Cuando tenía apenas siete años de edad, al igual que muchas niñas, bailaba con mi padre poniendo los pies en sus zapatos mientras él me deslizaba por toda la habitación. Era alto y erguido. Todo el mundo decía que se parecía a Bing Crosby cuando era más joven. Recuerdo que yo veía el mundo desde la altura de sus hombros. Me sentía protegida e incluso apreciada. Yo era su primera hija.
Recuerdo cuando mi padre me enseñaba a montar en bicicleta. Yo era izquierda e insistía en pedalear hacia atrás, cayéndome cuando paraba de repente. Él me explicaba en voz baja que aunque me pareciera correcto pedalear hacia atrás, hacerlo hacia delante me llevaría a donde yo quería ir.

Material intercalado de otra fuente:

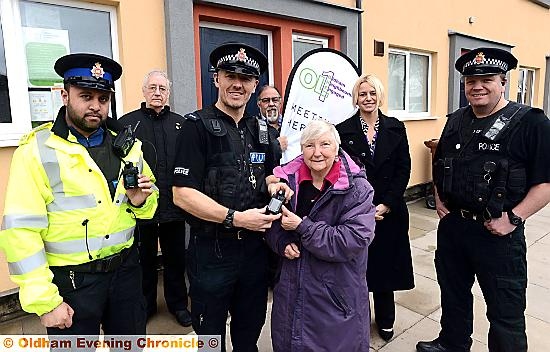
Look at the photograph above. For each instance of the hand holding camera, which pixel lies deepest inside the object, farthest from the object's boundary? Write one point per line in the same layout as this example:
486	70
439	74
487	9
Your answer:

A medida que fui creciendo, el alcohol ocupaba mi lugar en la vida de mi padre.
A mi papá se le hacía difícil aferrarse a un trabajo; pasaba casi todas las noches en el bar de la esquina. Mi madre llegó a ser una persona cada vez más callada.

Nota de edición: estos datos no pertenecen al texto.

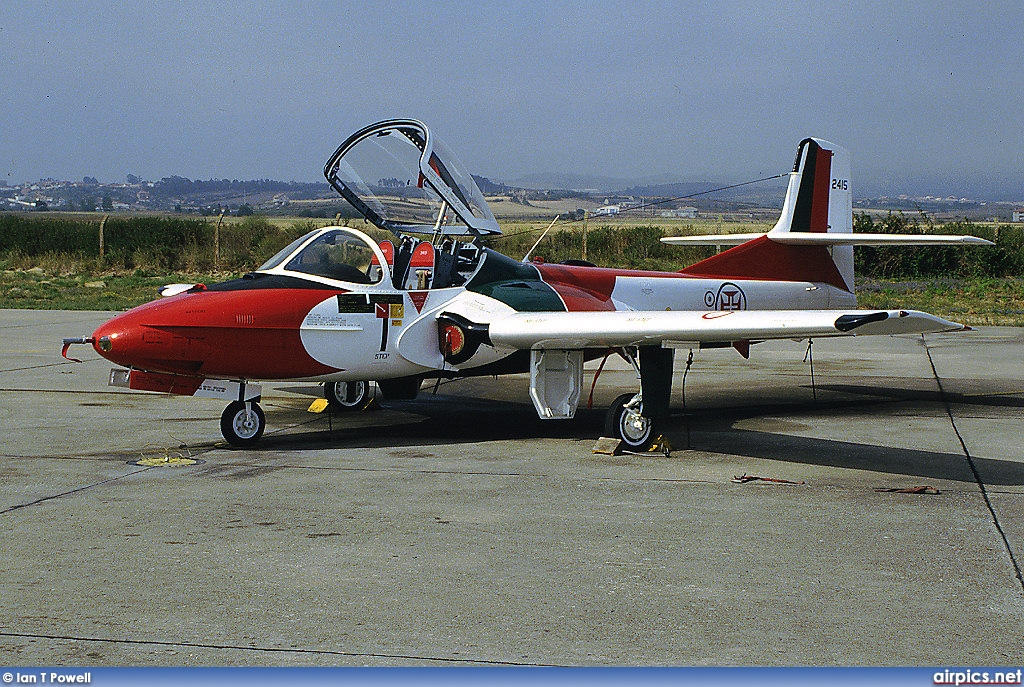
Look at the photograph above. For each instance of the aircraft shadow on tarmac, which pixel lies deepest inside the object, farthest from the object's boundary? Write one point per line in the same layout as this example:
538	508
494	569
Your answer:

Conforme pasó el tiempo, mi madre y mi padre empezaron una familia numerosa. Durante los diez años siguientes, mi madre tuvo cinco hijos más. Nos mudamos a la ciudad y mi padre encontró trabajo en el departamento de suministros de un hospital. Ganaba poco dinero que se gastaba debido al tamaño de su creciente familia. No sé cómo se las arreglaba para poder seguir bebiendo, pero lo hacía.
La violencia y la decadencia moral comenzaron cuando yo tenía unos diez años. Él y mi madre empezaron a pelear físicamente. Luego siguió con nosotros los niños ―las palizas, las humillaciones, la subyugación y por último el abuso sexual―. Mis hermanas y mi hermano, quien padecía de retraso mental, fueron quienes más sufrieron. Como en ese momento yo era la mayor en la casa (mi hermano mayor se había unido a la Fuerza Aérea), hice un gran esfuerzo por proteger a mi hermano y mis hermanas y protegerme a mí misma.

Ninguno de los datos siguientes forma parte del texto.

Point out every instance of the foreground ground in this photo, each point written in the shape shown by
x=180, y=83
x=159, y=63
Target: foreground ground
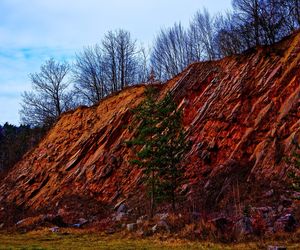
x=44, y=239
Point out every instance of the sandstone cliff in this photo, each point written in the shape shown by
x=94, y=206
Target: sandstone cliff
x=241, y=113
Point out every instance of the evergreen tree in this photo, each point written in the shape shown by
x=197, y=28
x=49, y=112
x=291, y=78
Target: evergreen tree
x=161, y=142
x=295, y=178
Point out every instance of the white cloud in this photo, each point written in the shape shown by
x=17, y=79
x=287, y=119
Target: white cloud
x=33, y=30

Me sentía tan aterrorizada de mi padre como se sentía mi madre. Con el terror vino el odio y el miedo que todo lo consume. Me olvidé del hombre en cuyos zapatos yo bailaba, en cuyos hombros me montaba, el gentil maestro a quien había amado. Ese odio y ese miedo duraron hasta que me tropecé con Al-Anon.
Me enfermé mentalmente. Me hospitalizaron y me trataron por depresión y trastorno de estrés postraumático. En la terapia, por primera vez hablé de mis sentimientos hacia mi padre. La terapeuta me dio una lista de reuniones de Al-Anon y me pidió que asistiera a una. Al principio estaba renuente a ir. Luego, cuando empecé a sentirme mal, decidí seguir su consejo. De camino a mi primera reunión de Al-Anon, me clavé las uñas en las piernas; me sentía demasiado asustada.
Entre más asistía, más escuchaba, pero no podía dejar de lado el odio que por tanto tiempo llevaba dentro de mí. Se había convertido en parte de mis pensamientos diarios. La persona a quien le había pedido ser mi Madrina me sugirió que fuera a una reunión abierta de A.A. La idea me hizo sentirme enferma, pero decidí ir.
Conocí a hombres y mujeres que luchaban por recuperarse. Darles la mano era la primera vez, desde que me había ido de casa, que me permitía estar cerca de alguien que tenía un problema con la bebida. Toqué a personas reales que se esforzaban bastante para superar el alcoholismo.
En su último año de vida pude verlo una vez más como un ser humano.
Por desgracia, mi padre nunca encontró ayuda antes de morir.
Sin embargo, Al-Anon me ha salvado la cordura, me ha ayudado a volver a comunicarme con mi Poder Superior y me ha liberado del odio que durante tanto tiempo llevaba dentro de mí. He logrado estar en paz con mi papá, a pesar de que haya sucedido después de su muerte.